Time & Work problems appear on both CAT and GMAT. They involve people or machines working on a task, with questions asking how long tasks take when workers combine, quit midway, or work at different efficiencies. The core idea is simple — rate = 1/time — and every variant follows from this one concept.

On CAT, 1–3 Time & Work questions appear per exam, often with a twist (worker quits, efficiency changes, pipes). On GMAT, these appear as Problem Solving questions in the 600–750 difficulty band.

Core Concept: Rate = 1/Time

If A can complete a job in X hours (or days), then in one hour A does 1/X of the job.

The three-step method:

1. Find each person/machine's rate: rate = 1/(time to complete alone)
2. Add rates to get the combined rate
3. Combined time = 1/(combined rate)

Example: Jack paints a wall in 3 hrs; John in 5 hrs.

• Jack's rate = 1/3/hr; John's rate = 1/5/hr
• Combined rate = 1/3 + 1/5 = 8/15 per hr
• Time together = 15/8 hrs

Key Formulas

Two workers together:

Time = ab / (a + b), where a and b are their individual times

Three workers together:

Time = abc / (ab + bc + ca), where a, b, c are their individual times

These are just the algebra of 1/a + 1/b = 1/T solved for T. Don't memorize blind — re-derive in 10 seconds if you forget.

Man-Days (Work Units)

Total work = Number of workers × Days taken

If 8 men do a job in 12 days, total work = 96 man-days. This is a fixed quantity — use it to compare different workforce combinations.

Equivalency: If 1 man-day = k woman-days, convert before combining.

Example: 8 men × 12 days = 96 man-days; 20 women × 10 days = 200 woman-days. Same job → 96 man-days = 200 woman-days → 1 man-day = 25/12 woman-days.

Machines: N machines × T days = Work Units

If n identical machines do job in t days, total work = n × t machine-days.

• Want fewer days? Need more machines. n₁t₁ = n₂t₂
• Want same job in t₂ days: n₂ = n₁t₁/t₂

Pipes and Cisterns

• Fill pipe adds to tank: rate = +1/t per minute (fills 1 tank in t minutes)
• Drain pipe removes from tank: rate = −1/t per minute

Combine net rate and find total time to fill (net rate > 0) or empty (net rate < 0).

Cycling pipes: If pipes operate alternately in cycles, find net fill per cycle, then check the last partial cycle to determine exact fill time.

Sequential / Partial Work

When workers join or leave mid-task:

1. Calculate work done in each phase separately
2. Track remaining work after each phase
3. If a worker quits with d days remaining, the remaining workers must finish the residual work

Example (Jose & Jane): Jose alone takes x days; Jane alone takes y days; together they take 20 days (xy/(x+y)=20 → xy=20(x+y)).

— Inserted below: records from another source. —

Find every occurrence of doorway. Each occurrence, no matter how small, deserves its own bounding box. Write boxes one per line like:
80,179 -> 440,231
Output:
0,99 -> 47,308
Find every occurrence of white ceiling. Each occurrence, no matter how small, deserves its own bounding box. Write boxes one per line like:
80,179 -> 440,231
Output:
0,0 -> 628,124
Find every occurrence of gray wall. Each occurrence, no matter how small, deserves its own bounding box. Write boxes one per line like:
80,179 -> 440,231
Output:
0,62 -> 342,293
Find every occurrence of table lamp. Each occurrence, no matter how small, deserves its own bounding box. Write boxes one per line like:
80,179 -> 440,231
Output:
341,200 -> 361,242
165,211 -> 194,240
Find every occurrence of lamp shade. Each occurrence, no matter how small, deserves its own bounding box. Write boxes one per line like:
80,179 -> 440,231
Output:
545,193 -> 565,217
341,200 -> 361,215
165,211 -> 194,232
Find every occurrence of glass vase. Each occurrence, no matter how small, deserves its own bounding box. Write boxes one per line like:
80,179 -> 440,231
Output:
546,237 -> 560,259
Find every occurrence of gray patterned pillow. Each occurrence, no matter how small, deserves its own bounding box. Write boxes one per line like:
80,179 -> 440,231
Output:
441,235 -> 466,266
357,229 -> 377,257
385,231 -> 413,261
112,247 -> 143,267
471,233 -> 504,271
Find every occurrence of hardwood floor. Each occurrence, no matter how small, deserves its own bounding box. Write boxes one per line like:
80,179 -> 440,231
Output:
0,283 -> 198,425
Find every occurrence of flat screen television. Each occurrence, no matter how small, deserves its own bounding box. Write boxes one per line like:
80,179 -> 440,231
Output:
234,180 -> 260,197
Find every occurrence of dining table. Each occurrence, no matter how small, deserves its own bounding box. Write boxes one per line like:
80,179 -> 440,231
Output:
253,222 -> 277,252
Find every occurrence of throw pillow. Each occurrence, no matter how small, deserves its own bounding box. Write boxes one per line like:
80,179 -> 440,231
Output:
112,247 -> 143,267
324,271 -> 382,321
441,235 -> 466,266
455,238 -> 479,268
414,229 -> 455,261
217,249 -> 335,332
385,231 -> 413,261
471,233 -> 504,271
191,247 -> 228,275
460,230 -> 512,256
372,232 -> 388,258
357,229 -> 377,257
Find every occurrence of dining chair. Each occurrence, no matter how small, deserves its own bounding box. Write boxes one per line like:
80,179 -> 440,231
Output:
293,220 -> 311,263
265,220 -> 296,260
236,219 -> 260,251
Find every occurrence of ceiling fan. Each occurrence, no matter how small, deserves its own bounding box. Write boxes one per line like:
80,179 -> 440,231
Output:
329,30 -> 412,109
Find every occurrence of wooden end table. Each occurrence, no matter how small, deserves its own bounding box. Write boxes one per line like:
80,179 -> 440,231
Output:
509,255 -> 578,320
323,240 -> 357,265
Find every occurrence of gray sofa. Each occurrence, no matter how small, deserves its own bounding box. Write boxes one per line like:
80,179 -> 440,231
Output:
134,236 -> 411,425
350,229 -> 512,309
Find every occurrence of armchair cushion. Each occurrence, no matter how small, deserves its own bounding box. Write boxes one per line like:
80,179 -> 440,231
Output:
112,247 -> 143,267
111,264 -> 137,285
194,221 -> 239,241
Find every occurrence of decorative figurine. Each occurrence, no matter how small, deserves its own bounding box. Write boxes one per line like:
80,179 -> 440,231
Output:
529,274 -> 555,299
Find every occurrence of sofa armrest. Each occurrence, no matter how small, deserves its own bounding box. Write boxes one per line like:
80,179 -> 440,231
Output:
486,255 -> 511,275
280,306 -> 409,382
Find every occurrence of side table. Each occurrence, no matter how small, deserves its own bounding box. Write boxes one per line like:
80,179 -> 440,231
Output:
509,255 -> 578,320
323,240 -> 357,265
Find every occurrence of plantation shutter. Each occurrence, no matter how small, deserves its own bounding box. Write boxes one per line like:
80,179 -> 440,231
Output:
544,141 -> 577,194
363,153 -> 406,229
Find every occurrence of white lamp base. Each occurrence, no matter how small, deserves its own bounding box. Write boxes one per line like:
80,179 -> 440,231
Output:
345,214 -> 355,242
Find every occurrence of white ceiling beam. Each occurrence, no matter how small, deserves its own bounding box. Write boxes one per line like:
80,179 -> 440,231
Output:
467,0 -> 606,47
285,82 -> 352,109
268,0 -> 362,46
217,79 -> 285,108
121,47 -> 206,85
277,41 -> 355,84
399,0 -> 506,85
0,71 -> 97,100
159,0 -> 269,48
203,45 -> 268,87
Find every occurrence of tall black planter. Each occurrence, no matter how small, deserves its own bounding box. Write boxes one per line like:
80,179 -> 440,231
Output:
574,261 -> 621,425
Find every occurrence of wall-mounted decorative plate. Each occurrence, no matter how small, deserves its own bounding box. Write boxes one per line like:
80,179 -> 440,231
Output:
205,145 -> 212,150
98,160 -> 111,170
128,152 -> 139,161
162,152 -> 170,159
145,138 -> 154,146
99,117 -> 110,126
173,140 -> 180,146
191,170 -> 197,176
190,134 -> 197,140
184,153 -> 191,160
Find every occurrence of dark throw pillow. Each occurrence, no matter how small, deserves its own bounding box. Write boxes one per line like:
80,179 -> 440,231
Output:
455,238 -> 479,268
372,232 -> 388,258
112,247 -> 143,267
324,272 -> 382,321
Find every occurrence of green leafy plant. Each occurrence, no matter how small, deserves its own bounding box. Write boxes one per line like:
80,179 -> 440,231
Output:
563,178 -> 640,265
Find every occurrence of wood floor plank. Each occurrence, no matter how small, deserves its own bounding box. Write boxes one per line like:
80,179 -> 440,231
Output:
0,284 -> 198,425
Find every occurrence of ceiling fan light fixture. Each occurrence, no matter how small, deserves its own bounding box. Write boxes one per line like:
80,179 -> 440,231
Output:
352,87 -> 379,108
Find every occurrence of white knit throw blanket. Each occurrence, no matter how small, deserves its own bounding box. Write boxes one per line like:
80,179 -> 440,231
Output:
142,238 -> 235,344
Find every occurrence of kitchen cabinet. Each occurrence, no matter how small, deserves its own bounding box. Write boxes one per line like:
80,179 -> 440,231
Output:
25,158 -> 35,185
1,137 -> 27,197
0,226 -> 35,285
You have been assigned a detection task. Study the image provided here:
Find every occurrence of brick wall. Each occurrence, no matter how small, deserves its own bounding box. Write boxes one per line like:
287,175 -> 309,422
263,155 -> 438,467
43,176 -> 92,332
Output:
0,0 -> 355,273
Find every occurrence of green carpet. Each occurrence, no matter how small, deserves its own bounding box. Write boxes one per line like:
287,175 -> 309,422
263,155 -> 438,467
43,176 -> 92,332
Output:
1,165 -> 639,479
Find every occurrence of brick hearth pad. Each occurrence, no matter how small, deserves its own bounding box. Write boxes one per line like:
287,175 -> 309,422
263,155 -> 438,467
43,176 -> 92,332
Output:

Jose does first half, Jane does second half; total = x/2 + y/2 = 45 days (x+y=90). Solving: x=60, y=30.

Efficiency Variations

If worker B is k times as efficient as A:

• B's time = A's time / k
• If A takes t hours, B takes t/k hours

Rate scaling: If B's speed increases by p%, B's new rate = (1+p/100) × original rate.

Common Mistakes

• Adding times instead of rates: "A in 3 hrs, B in 5 hrs → together 4 hrs" is wrong. Add 1/3 + 1/5, not 3 + 5.
• Forgetting to find remaining work before computing solo completion time
• In pipes, misidentifying which pipe fills and which drains
• Misreading "together complete in T hours" — that means 1/T is their combined rate

Exam Tips

• Assign the total job = 1 (or a convenient integer like LCM of the times, to avoid fractions)
• "LCM method": if A takes 4 days, B takes 6 days — set total job = 12 units. A does 3 units/day, B does 2 units/day, together 5 units/day → 12/5 days. Avoids fractions throughout.
• For "worker quits k days before the end" problems: let T = total time; set up equation counting A's work for (T−k) days + B's work for T days = 1 job.
• For identical machines: n × t = constant. To reduce time, increase machines proportionally.